Macrophage membrane-functionalized nanotherapeutics for tumor targeted therapy

Abstract

Cancer is a multifaceted disease characterized by uncontrollable cell growth. To date, various therapies are employed including conventional chemotherapy, surgery, radiotherapy, and immunotherapies. However, these approaches still present significant limitations. Interestingly, macrophage membranes utilize their innate antigen recognition affinity to facilitate targeted localization to tumor sites with high specificity.

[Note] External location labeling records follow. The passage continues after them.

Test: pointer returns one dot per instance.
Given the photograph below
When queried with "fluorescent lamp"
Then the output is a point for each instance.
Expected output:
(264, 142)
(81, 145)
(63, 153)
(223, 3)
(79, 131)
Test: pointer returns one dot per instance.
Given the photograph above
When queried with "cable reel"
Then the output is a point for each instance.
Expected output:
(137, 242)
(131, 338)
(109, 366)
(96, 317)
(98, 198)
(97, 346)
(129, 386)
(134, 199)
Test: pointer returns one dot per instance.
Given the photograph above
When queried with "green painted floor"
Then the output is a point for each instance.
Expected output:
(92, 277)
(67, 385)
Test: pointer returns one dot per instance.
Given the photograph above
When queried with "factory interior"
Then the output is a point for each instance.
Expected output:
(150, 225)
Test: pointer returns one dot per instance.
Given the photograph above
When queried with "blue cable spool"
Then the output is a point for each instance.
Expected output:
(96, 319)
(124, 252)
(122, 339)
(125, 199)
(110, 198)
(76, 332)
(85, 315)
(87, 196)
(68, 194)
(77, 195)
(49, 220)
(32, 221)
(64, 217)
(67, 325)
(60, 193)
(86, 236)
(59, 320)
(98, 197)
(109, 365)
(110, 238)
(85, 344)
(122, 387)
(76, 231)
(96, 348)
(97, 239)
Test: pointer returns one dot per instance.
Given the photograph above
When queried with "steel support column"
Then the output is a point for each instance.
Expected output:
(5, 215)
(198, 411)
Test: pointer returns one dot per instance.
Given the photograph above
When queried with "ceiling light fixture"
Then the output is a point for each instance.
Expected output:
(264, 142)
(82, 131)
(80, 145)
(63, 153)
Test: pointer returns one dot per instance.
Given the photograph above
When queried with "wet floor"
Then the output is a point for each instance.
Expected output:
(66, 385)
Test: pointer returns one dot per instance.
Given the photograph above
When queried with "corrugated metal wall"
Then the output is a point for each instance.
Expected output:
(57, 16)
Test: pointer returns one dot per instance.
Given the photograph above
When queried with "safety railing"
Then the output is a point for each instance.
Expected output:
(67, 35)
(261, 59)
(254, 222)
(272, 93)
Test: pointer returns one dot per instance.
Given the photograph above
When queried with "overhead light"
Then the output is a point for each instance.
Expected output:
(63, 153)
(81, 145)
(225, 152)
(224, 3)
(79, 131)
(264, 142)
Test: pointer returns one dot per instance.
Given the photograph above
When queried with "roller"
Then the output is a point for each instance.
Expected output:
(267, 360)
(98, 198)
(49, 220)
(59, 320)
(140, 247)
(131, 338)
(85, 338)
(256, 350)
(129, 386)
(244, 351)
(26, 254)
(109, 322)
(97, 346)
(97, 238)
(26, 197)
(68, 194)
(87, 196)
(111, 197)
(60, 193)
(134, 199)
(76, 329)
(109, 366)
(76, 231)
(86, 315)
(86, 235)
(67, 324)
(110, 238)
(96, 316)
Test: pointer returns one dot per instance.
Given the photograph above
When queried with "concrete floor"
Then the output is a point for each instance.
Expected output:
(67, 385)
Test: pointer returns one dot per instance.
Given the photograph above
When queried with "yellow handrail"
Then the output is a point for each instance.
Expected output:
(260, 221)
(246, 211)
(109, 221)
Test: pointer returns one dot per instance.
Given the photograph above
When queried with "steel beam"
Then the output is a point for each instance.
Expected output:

As a result, they display distinct characteristics such as avoiding premature leakage, tumor targeting ability, immune evasion, immune system activation, tumor-infiltrating ability, improved cell endocytosis and release payload in tumor-microenvironment. In this paper, the recent advances in macrophage-membrane-encapsulated nanotherapeutics for targeted cancer therapy are presented. We begin by introducing macrophage membrane-encapsulated nanotherapeutics preparation and characterization, followed by cancer immunotherapy such as macrophage polarization, T-cell infiltration, macrophage membrane modification, immunization, and inducing immunological cell death. Lastly, a future perspective is proposed to highlight the limitations of macrophage membrane-encapsulated nanotherapeutics and the possible resolutions toward the clinical transformation of currently developed biomimetic chemotherapies. We believe this review may be beneficial for improving the deep research of macrophage membrane-encapsulated nanotherapeutics for targeted cancer therapy.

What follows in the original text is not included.